Marebito

marebito.jpeg
Dir. Takashi Shimizu
2004
Made in conjunction with one of Tokyo’s film school’s and starring Shinya Tsukamoto,
better known as a film director of Tetsuo: Iron Man, Marebito successfully marries Japanese grunginess with a particular brand of early 20th century Lovecraftian horror. It’s a relief to see that this was shot by the same director of (and at the same time as) the U.S. remake of The Grudge, and that Hollywood hasn’t gone to his head. Instead, this is a creepy, shot-on-several-kinds-of-video story.

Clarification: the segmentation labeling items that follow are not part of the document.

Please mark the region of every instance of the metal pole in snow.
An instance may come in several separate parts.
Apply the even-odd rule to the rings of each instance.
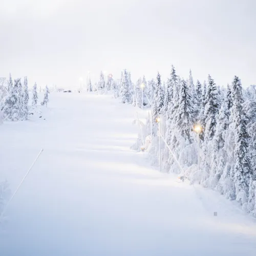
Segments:
[[[17,193],[17,191],[19,189],[19,187],[22,185],[22,184],[23,183],[23,182],[24,181],[25,179],[26,178],[27,176],[28,175],[29,172],[30,172],[30,170],[32,168],[32,167],[34,166],[34,164],[35,164],[35,163],[36,162],[36,160],[38,159],[38,157],[40,156],[40,155],[41,155],[41,153],[43,151],[44,151],[44,149],[43,148],[42,148],[40,151],[40,152],[39,153],[38,155],[37,155],[37,156],[36,157],[36,159],[34,160],[34,162],[32,164],[31,166],[30,166],[30,168],[29,169],[29,170],[28,170],[28,172],[27,172],[27,173],[26,174],[25,176],[23,177],[23,179],[22,179],[22,180],[20,182],[20,183],[19,183],[19,185],[18,186],[18,187],[16,189],[15,191],[14,191],[14,193],[12,195],[12,197],[11,197],[11,199],[9,200],[9,201],[8,202],[8,203],[6,204],[6,205],[5,206],[5,207],[4,208],[4,210],[3,210],[3,211],[2,212],[1,214],[0,215],[0,220],[1,220],[2,218],[4,216],[4,214],[5,212],[5,211],[6,210],[6,209],[7,209],[7,207],[8,207],[9,204],[10,204],[10,203],[11,202],[11,201],[12,200],[12,199],[14,197],[14,196],[16,195],[16,193]]]
[[[200,165],[200,158],[199,158],[199,131],[198,131],[197,132],[197,163],[198,163],[198,167],[197,170],[199,170],[199,165]]]
[[[139,118],[139,115],[138,114],[138,112],[137,113],[137,116],[138,117],[138,121],[139,122],[139,124],[140,125],[140,132],[141,133],[141,145],[143,145],[143,142],[144,141],[143,134],[142,133],[142,129],[141,128],[141,124],[140,124],[140,121]]]
[[[160,126],[161,120],[159,118],[159,121],[158,122],[159,129],[159,166],[161,172],[161,126]]]
[[[152,118],[152,112],[151,111],[149,111],[150,112],[150,116],[151,117],[151,122],[150,122],[150,129],[151,129],[151,137],[150,139],[151,140],[151,143],[152,143],[152,121],[153,121],[153,118]]]
[[[143,109],[143,87],[141,86],[141,109]]]

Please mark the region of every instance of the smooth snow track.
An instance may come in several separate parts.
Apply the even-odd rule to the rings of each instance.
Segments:
[[[0,179],[12,191],[44,149],[0,224],[1,256],[256,255],[256,222],[235,203],[130,149],[137,109],[50,96],[45,120],[0,126]]]

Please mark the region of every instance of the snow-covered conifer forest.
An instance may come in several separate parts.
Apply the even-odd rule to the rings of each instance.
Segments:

Masuoka (Tsukamoto) is a freelance cameraman who captures a particularly gruesome suicide on camera. The victim’s last moments suggest a man overcome by fear. For Masuoka, who likes to hide behind his camera, he is attracted to being able to witness such terror in the flesh. Would it drive him mad, too? Of course, this is a question none of us may have ever encountered, but it sounds very familiar if you’ve read any Lovecraft, the “heroes” of such are always fulfilling a type of deathwish. The film even has a purplish voice-over–very H.P., that. Chiaki Konaka wrote the script based on his novel–Konaka wrote, among others, the anime Serial Experiments: Lain and Texhnolyze, which follow the same kind of mood.

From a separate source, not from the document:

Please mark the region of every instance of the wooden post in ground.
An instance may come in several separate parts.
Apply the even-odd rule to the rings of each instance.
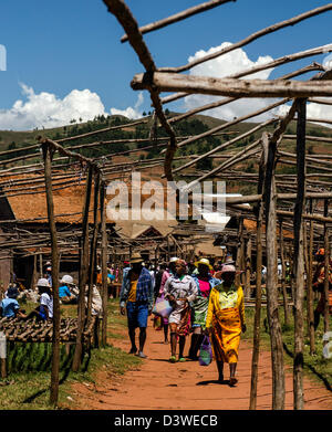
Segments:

So Masuoka descends into the tunnels under the Tokyo Subway and continues to go further and further down into the earth. This sequence is quite magical, with Masuoka meeting the suicide victim’s ghost, entering the “Mountains of Madness” (with a further name check to Richard Sharpe Shaver, who wrote about the hollow earth and the “Dero,” “Detrimental Robots” that torment those on the surface). He finds a young girl (Tomomi Miyashita), chained and naked, and returns with her to the surface.
But the glassy eyed girl has an appetite for blood, and soon Masuoka begins to indulge her. The second half may lose the solipsistic dementia of the first, but it still maintains that despairing mood particular to (some) Japanese horror, full of cramped, befouled apartment, alienating city life, a total absence of any moral code.
With the girl in his possession, mysterious strangers begin to follow Masuoka. One is a heavyset man with a deep voice who comes from the underworld. The other is a woman claiming that the girl is actually their daughter. Marebito offers levels of reality, but as we are stuck inside the man’s head, no one way is chosen. The ending is as ambiguous as it is unnerving.
By the way, Chiaki Konaka has a website.